The Changing World of Work and Accompanying Partner Support

Date Created: 07.04.2014

The Changing World of Work and Accompanying Partner Support

The world of work and the scale and nature of global mobility is changing. The number of worldwide expatriates is increasing significantly, expected to exceed 56.8 million by 2017, and the very nature of how we live and work is also changing.

Recent research has identified 7 key megatrends that are now shaping work and working lives in our advanced economies:

·         The rise of knowledge based services

·         The impact of technology and globalization

·         Demographic change due to an ageing population and increased migration

·         The impact of more women in the workplace

·         The impact of a more educated workforce

·         A shift towards the individual worker profile

·         More diversity in the workplace and in how we work

So what does this new reality mean for a globally mobile workforce?
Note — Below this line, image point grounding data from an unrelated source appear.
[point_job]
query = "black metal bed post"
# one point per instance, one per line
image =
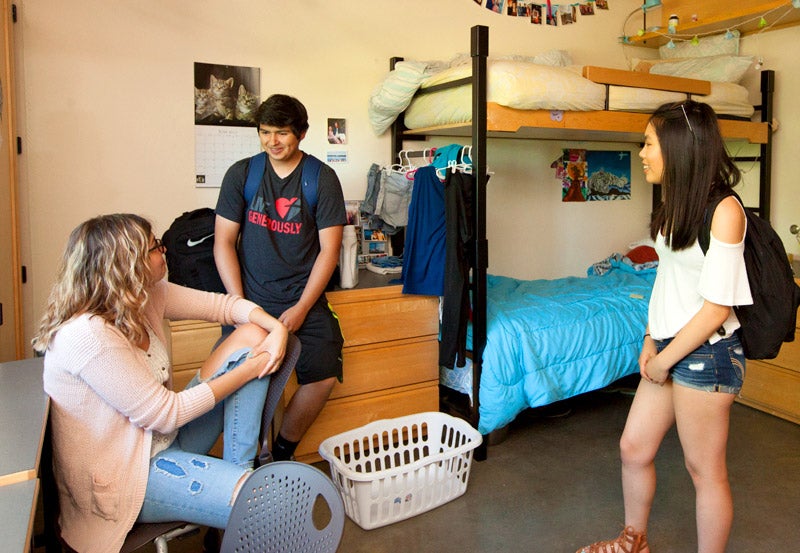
(479, 52)
(765, 165)
(398, 126)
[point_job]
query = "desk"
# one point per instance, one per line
(17, 508)
(23, 418)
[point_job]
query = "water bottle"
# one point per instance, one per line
(348, 258)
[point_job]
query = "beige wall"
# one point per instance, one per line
(106, 115)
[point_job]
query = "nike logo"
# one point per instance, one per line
(191, 242)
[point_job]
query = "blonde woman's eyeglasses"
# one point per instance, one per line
(159, 245)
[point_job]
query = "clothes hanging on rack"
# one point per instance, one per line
(387, 198)
(459, 259)
(423, 258)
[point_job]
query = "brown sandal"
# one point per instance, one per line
(629, 541)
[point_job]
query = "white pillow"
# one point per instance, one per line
(715, 45)
(720, 69)
(394, 94)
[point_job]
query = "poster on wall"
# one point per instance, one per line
(337, 132)
(226, 98)
(594, 175)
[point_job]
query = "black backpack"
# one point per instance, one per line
(190, 251)
(772, 318)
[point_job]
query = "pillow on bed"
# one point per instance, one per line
(642, 254)
(716, 45)
(394, 94)
(720, 69)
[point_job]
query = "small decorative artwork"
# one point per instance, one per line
(594, 175)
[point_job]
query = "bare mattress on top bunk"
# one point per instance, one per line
(526, 94)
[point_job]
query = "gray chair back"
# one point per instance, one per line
(275, 512)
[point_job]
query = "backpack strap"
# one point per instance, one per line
(309, 177)
(704, 235)
(255, 172)
(311, 168)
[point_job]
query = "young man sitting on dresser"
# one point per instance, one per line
(280, 249)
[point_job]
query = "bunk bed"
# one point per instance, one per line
(489, 119)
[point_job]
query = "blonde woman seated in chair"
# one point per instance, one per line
(126, 448)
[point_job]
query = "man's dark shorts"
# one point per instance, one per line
(321, 341)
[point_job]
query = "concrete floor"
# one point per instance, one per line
(553, 485)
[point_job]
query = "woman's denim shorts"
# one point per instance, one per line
(717, 367)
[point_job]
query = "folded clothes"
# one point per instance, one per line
(386, 265)
(387, 261)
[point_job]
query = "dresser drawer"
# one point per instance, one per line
(789, 356)
(369, 322)
(772, 389)
(391, 365)
(192, 341)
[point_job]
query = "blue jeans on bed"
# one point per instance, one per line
(186, 484)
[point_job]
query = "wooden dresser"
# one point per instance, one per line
(391, 356)
(390, 360)
(773, 385)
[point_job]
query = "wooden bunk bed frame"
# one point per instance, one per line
(491, 120)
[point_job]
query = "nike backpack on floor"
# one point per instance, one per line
(190, 251)
(190, 238)
(772, 318)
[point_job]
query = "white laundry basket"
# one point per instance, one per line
(393, 469)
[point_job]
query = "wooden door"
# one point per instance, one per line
(10, 266)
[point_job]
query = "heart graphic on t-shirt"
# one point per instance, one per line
(283, 205)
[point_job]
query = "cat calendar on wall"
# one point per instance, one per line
(226, 98)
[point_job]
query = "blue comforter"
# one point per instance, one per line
(549, 340)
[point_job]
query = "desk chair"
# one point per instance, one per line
(279, 510)
(161, 532)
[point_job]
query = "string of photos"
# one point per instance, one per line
(763, 22)
(544, 13)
There is no longer one type of assignee; the term ‘expatriate’ now covers an ever widening and diversifying set of individuals. The traditional male ‘breadwinner’/female ‘trailing spouse’ expatriate profile is being overtaken by the ‘individual worker’ profile and dual income requirements and expectations are now making dual careers a workforce reality.
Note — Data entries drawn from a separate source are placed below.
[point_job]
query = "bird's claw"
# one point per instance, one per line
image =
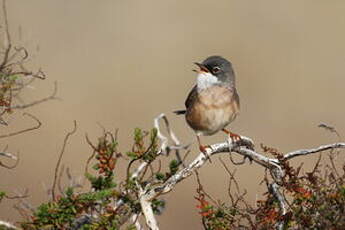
(203, 149)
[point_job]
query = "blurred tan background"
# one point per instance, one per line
(121, 63)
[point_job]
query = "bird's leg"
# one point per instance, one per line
(202, 148)
(234, 137)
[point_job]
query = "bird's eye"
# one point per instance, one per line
(216, 69)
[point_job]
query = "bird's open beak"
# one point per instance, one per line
(202, 68)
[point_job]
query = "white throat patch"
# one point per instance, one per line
(206, 80)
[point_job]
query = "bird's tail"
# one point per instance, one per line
(180, 112)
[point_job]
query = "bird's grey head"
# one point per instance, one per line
(215, 70)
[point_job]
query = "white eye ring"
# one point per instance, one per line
(216, 69)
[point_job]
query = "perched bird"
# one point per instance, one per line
(213, 103)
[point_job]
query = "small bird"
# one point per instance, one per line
(213, 103)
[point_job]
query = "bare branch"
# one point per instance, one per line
(147, 209)
(60, 158)
(24, 130)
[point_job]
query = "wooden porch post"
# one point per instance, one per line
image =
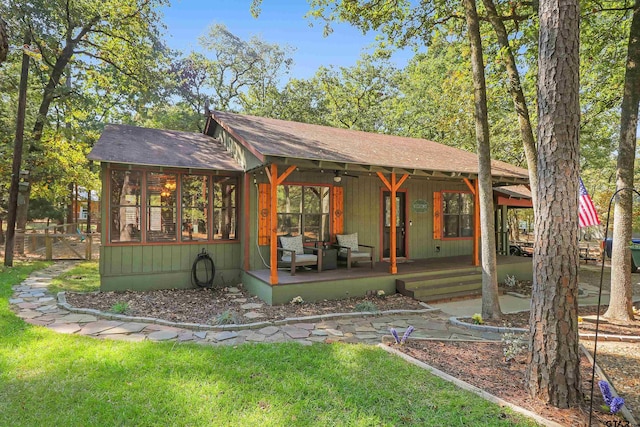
(393, 188)
(476, 219)
(275, 180)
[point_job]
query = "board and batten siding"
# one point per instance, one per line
(363, 214)
(165, 266)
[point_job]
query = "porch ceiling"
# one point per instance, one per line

The profile of the accompanying partner is also changing  – more women are becoming international assignees (23% in 2013) and the proportion of male accompanying partners is also rising.
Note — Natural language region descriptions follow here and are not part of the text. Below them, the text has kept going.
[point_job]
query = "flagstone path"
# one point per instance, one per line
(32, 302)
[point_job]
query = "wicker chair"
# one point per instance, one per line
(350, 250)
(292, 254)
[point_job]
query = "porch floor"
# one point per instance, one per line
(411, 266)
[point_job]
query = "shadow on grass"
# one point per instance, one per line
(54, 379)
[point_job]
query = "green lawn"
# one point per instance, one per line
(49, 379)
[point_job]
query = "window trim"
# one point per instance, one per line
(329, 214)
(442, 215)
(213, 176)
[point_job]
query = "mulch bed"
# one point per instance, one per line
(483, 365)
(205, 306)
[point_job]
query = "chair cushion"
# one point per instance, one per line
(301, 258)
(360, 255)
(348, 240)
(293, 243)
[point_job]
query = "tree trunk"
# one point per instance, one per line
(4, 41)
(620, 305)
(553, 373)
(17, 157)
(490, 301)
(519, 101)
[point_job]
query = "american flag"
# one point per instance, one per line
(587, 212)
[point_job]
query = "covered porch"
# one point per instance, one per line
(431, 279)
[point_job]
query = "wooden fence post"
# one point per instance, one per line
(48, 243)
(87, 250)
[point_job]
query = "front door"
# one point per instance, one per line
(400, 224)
How agile are organisations in responding to these changes?

The shift in demographics and expectations of an increasingly global workforce is now pushing the dual worker and portable career issue to the very top of the agenda. However research shows that organisations are at different stages of their understanding and action with regard to the impact of this new global reality.

66% of employers state that the partner career issue impacts their ability to attract employees to international assignments and 51% have had employees turn down international assignments due to partner career and employment concerns. Yet in the past three years organisational support for accompanying partners has actually decreased.

What do accompanying partners actually want?

The evidence from a global study of 264 spouses in 54 global locations highlights the need for 3 areas of support:

Practical support:

·         Better preparation prior to relocation including coaching support

·         Immediate and ongoing support for the first three months from another experienced expat or a go-to person in the location.

Professional support

·         Networking assistance to help start the job search process

·         Access to a liaison officer or a local contact that can provide assistance with finding a job.

·         HR to have the relevant knowledge/skills or a process in place to support cultural and practical issues.

Social support:

·         Help with facilitating introductions in the new location – eg: a local contact or another accompanying partner who can act as a go-to person to support the settling in process.

·         Sufficient time for family adjustment.

Accompanying partners also want more respect, to be included in the decision making process and to be given a realistic overview of the upcoming process.

What does the data tell us?

The type of practical, professional, social and networking support that accompanying partners seek can easily be put in place without impacting heavily on the organisational budget but it does require planning and engagement on behalf of the organisation.  

The research speaks for itself - the accompanying partner support agenda is shifting significantly and will continue to do so over the next three years. This shift is reflective of the new world of work and the changing demographic of the globally mobile worker. However evidence also suggests that many organisations have yet to be persuaded that supporting their globally mobile employees and accompanying partners in this era of modern mobility, is the right thing to do.

But maybe we’re now reaching a tipping point where the increase in diversity of the expatriate and accompanying partner profile, has reached such significant numbers, that from an organisational ROI perspective, they can no longer be ignored?

Measuring how quickly organisations respond to this shift over the next three years will be crucial to establishing a more modern agenda for partner support that best fits our new world of work.